Low cost winter pasture improvers

AG ADVICE - May 2021

Phil Cranney - Senior Land Services Officer, Pastures

There are many ways to improve your pasture this winter. The high cost option of re-sowing a pasture doesn’t always have to be the binary option for farmers. With pasture establishment costs running between $350-$450/Ha, depending on preparation and seed costs, it is now often matched by the opportunity cost of not using those hectares to derive an income while waiting for the pasture to establish.

If we take a paddock out of production in August 2020 with a knockdown herbicide to stop weeds from seeding and to retain soil moisture, then we are potentially looking at a 12 month non-graze period before we can graze the new pasture in August 2021. Assuming a $40/DSE profit at a stocking rate of 10DSE/Ha, then the opportunity cost of $400 is added to the pasture establishment cost of approximately $400/Ha, bring to whole re-sowing pasture proposition around the $800/Ha.

So before ripping up a paddock and re-sowing, please consider doing some objective measurements first to ascertain what percentages of desirable perennial grasses, legumes, annuals, and non-desirable weeds make up your pasture base of any particular paddock.

The ideal pasture has 60-70% productive perennial grass, 20-40% legumes, <10% annual grass weeds and <10% annual broadleaf weeds and no perennial weed species.

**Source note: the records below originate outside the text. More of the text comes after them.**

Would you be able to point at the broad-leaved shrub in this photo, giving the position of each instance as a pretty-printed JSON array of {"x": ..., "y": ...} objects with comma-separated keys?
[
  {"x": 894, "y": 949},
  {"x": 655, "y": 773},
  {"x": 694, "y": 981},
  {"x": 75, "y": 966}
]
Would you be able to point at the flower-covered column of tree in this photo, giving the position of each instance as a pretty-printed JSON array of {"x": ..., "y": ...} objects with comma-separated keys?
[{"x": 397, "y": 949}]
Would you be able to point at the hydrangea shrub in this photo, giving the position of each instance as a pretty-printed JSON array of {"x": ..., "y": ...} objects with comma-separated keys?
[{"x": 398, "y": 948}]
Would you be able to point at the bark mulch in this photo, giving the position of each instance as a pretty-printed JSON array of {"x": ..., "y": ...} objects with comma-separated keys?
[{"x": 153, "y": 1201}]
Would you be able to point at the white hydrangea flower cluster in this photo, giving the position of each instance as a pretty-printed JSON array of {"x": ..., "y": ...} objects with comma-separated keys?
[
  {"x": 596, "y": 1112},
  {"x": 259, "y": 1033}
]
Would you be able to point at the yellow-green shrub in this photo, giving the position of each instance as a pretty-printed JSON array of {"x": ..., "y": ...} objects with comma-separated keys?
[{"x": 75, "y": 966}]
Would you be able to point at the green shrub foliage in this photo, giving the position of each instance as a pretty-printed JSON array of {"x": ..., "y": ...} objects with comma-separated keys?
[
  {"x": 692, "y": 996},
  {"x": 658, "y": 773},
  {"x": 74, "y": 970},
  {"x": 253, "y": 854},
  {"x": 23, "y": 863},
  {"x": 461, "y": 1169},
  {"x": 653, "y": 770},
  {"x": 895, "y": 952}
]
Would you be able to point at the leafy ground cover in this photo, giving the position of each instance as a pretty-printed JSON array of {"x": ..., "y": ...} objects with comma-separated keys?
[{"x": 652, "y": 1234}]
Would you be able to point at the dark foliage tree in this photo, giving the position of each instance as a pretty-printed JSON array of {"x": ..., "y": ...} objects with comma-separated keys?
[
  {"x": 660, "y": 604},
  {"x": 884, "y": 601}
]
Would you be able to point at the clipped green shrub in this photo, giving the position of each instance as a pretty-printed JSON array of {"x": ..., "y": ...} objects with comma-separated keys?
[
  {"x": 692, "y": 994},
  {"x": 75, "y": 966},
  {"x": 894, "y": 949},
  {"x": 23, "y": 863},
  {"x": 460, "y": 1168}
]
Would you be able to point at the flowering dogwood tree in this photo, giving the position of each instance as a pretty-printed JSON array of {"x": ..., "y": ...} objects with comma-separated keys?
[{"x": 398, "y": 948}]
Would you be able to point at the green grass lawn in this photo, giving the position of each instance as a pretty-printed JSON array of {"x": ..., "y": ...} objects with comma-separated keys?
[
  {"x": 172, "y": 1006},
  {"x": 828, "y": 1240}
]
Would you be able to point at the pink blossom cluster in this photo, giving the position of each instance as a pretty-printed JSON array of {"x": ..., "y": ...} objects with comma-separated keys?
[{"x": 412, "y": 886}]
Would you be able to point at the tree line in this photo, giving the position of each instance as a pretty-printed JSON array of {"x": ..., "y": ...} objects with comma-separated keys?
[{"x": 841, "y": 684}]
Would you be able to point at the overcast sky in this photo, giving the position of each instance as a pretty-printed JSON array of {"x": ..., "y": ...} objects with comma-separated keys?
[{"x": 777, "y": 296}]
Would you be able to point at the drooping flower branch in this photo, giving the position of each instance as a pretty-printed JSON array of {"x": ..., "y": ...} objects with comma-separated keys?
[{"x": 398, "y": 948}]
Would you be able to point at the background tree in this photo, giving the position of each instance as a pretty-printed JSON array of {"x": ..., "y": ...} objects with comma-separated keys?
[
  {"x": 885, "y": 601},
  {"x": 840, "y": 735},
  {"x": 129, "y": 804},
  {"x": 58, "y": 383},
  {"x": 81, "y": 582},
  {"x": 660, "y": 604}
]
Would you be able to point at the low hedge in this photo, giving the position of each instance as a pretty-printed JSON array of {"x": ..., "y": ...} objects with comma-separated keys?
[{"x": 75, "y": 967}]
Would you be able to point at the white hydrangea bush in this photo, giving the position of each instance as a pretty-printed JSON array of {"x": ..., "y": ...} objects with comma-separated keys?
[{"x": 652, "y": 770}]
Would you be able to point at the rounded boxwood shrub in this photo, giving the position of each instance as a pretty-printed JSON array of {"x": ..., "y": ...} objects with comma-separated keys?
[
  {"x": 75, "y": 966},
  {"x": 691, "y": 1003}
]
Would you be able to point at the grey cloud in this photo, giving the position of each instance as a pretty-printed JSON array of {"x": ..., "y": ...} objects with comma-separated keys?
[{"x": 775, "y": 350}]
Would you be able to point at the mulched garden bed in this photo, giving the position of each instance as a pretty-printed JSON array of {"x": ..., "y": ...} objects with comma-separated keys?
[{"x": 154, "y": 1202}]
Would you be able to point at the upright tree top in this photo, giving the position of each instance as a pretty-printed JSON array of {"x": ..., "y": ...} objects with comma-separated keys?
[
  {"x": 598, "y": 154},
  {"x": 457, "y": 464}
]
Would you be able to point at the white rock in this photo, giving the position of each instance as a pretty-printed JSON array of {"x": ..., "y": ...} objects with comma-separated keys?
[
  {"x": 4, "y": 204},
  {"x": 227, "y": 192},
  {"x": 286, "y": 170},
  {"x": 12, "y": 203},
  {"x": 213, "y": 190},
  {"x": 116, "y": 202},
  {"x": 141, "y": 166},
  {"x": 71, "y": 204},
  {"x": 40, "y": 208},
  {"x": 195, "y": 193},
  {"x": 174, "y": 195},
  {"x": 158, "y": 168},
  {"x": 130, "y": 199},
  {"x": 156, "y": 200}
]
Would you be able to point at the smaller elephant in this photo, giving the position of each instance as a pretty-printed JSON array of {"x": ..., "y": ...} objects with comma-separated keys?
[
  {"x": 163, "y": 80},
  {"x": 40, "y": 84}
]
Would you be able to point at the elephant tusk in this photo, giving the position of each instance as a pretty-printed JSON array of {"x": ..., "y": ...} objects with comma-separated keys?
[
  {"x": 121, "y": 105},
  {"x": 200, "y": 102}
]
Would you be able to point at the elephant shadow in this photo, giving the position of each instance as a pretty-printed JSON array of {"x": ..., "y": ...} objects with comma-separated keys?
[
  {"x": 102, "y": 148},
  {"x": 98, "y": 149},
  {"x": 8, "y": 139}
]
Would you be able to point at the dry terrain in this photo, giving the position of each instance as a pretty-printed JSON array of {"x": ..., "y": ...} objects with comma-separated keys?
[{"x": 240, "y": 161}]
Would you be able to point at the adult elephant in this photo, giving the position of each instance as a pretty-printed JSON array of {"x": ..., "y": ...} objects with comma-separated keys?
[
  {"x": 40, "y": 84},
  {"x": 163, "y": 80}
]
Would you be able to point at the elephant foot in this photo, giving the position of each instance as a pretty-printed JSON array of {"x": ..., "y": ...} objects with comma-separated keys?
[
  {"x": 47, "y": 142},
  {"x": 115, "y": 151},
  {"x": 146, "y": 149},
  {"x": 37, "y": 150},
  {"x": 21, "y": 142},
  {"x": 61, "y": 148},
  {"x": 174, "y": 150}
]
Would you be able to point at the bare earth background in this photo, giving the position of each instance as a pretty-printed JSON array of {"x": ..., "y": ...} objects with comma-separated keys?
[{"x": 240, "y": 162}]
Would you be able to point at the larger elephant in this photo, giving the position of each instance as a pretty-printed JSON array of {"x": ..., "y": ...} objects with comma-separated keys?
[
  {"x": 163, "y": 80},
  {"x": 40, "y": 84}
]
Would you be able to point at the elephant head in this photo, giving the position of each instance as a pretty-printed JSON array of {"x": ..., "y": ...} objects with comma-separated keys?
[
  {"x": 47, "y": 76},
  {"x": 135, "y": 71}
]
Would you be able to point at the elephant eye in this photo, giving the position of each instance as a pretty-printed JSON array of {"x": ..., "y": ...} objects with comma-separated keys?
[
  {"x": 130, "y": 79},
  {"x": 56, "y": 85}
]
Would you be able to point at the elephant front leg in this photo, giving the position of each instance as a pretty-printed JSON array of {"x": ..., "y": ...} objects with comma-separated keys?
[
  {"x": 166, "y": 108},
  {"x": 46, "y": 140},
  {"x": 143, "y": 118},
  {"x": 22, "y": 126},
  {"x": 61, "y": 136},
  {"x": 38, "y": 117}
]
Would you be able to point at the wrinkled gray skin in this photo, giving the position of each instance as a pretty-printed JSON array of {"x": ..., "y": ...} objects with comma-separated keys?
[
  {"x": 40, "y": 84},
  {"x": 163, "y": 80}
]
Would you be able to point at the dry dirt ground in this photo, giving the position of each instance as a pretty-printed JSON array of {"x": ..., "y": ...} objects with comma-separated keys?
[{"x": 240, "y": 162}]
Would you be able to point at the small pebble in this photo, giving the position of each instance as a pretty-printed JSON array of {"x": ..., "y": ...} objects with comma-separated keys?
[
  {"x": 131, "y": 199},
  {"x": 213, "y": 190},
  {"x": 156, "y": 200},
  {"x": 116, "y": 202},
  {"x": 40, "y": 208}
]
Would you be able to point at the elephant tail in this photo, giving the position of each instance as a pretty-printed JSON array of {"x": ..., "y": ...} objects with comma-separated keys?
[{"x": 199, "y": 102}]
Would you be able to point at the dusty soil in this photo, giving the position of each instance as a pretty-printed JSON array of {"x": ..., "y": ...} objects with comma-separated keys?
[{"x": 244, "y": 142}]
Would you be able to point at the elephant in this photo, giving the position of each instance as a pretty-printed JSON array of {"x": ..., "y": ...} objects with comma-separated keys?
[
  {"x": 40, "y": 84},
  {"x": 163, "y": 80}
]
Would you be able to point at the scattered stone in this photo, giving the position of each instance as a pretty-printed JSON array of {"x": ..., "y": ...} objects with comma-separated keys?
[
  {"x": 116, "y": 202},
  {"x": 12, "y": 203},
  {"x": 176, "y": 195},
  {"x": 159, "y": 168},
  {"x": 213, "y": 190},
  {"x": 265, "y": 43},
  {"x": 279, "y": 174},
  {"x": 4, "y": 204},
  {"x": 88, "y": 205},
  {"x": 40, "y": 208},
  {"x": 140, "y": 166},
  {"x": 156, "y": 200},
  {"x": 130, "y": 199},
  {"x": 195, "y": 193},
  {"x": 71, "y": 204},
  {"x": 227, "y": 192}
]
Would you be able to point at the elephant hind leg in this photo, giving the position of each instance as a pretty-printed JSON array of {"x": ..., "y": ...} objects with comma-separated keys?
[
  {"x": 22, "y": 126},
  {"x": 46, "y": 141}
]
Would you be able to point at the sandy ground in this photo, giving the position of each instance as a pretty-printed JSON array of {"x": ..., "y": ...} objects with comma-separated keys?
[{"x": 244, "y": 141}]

Therefore, the further away your paddock is away from these desirable species benchmarks, then the less chance you have to manipulate your pasture back to full production without re-sowing. Therefore if your perennial grass pasture composition is still at 40-50%, you have many more financially viable options to manipulate rather than re-sow.

My top 8 pasture manipulation options for 2021 cool season pastures are as follows:

  1. Ensure sub-clover has access to adequate sunlight at germination – graze or slash.
  2. Improve the soil fertility – “don’t guess, do a test”.
  3. Control broadleaf weeds early and often (at rosette stage) – remove excess pasture residue to improve herbicide contact with the target weeds.
  4. Use winter clean methods to remove problem annual grass weeds, such as vulpia – appropriate use of Simazine to remove silver grass (vulpia) from a productive pasture.
  5. Weed wipers can be used to great effect after grazing to clean up un-grazed weeds such as thistles in productive pastures.
  6. Spray graze -  sub lethal dose of a hormone based herbicide 6-8 weeks after germination of cape weed and thistles, followed by high density grazing to remove the growth points.
  7. Spray-topping to reduce viable weed seed set – less reliable and difficult to get timing right
  8. High-intensity grazing to help synchronise non-desirable annual grass weed heading – this can help improve the spray graze and spray-topping methods efficacy.

The most under-utilised low-cost pasture improver, in my opinion, is the winter clean. There is no better year to sacrifice a small amount of winter feed if it leads to better control of un-productive less desirable winter grass weeds such as silver grass (vulpia).

Remember to always ask your local commercial agronomist for advice and to adhere to the label directions for herbicides.